Why Clairvoyance Makes Me Anxious
Well, really, all of the psychic crap makes me anxious. Everything makes me anxious and stressed really. I’m trying to learn to live with less anxiety, because my anxiety haunts my every waking moment at times, even if I do not have obvious symptoms anymore, like sweaty palms or a racing heart. Anxiety colors my daily life but not as bad as it used to in high school, for any high school and college friends who may be reading this. I live an anxiety-free existence but my memories do occasionally come up to bite me in the CPTSD ass.
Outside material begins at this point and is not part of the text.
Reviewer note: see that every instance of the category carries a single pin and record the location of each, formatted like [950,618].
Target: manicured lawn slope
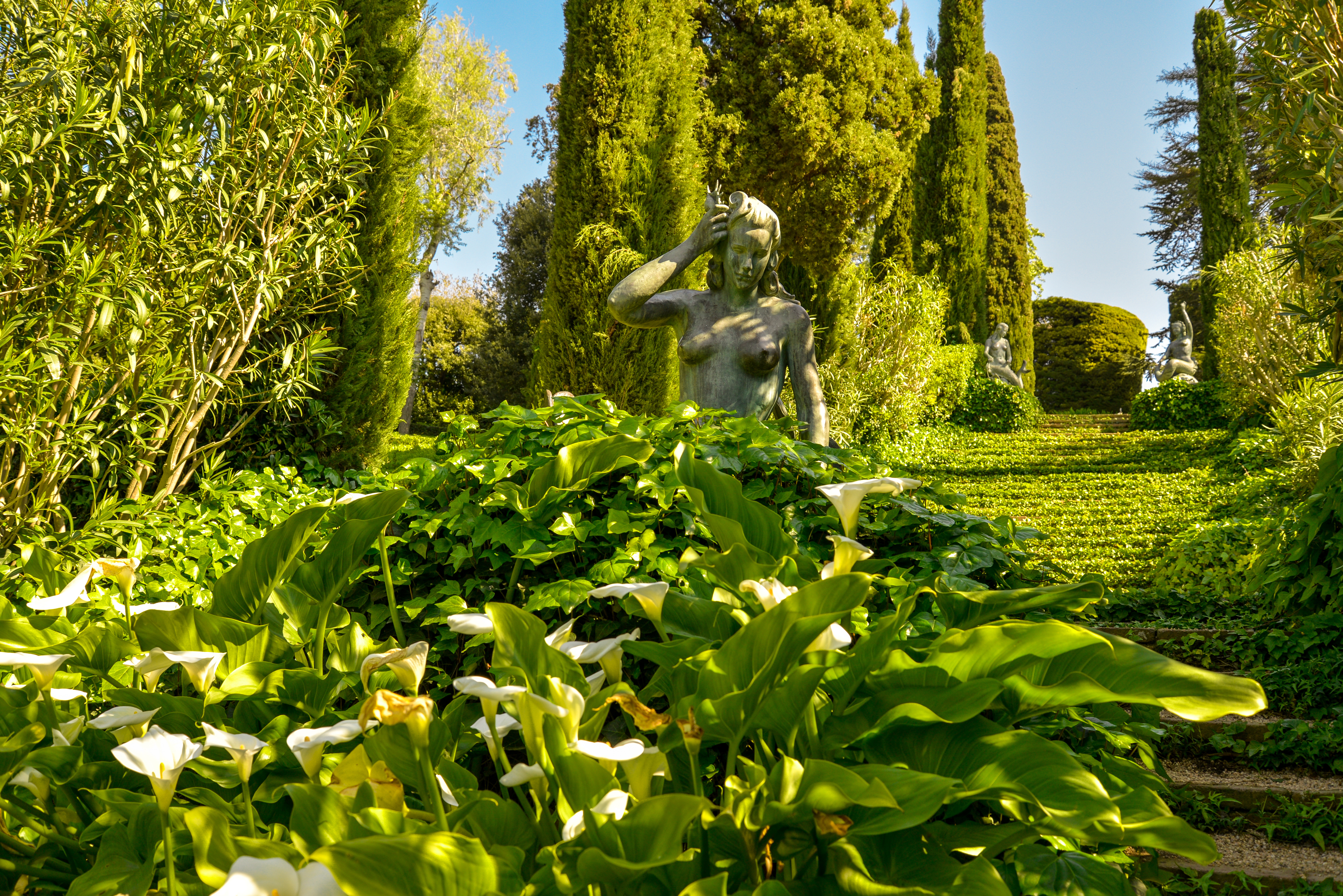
[1107,502]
Wikipedia defines clairvoyance as an ability to see, or gain information about an object, person, location or physical event as a subset of extrasensory perception i.e. telepathy. While science wants to study the existence of paranormal faculties, it is not always accepted by science that this faculty happens to be quite real. I’m not just a schizophrenic; I’m a psychic, a psychic who needs meds to give myself a break. Clairvoyance is simply not a normal perceptual skill that has to do with average, ordinary five senses. Remote viewing is a way to view a target without using the five senses also.
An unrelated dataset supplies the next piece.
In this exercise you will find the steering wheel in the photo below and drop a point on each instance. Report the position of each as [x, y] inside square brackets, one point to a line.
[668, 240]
My difficulty with clairvoyance is prominent in that it makes me stressed. Anything psychic causes me so much stress, that sometimes I have to say home all day to feel better. Today I’m going to throw out the garbage, as well as go to the mailbox. That’s it. This is because of the fact while I have consistently shown up to San Jose State therapy; I’m pretty much wiped out from taking the light rail. At least in the present, I can thoroughly ground myself and ground myself well because I’m trying to work on it daily.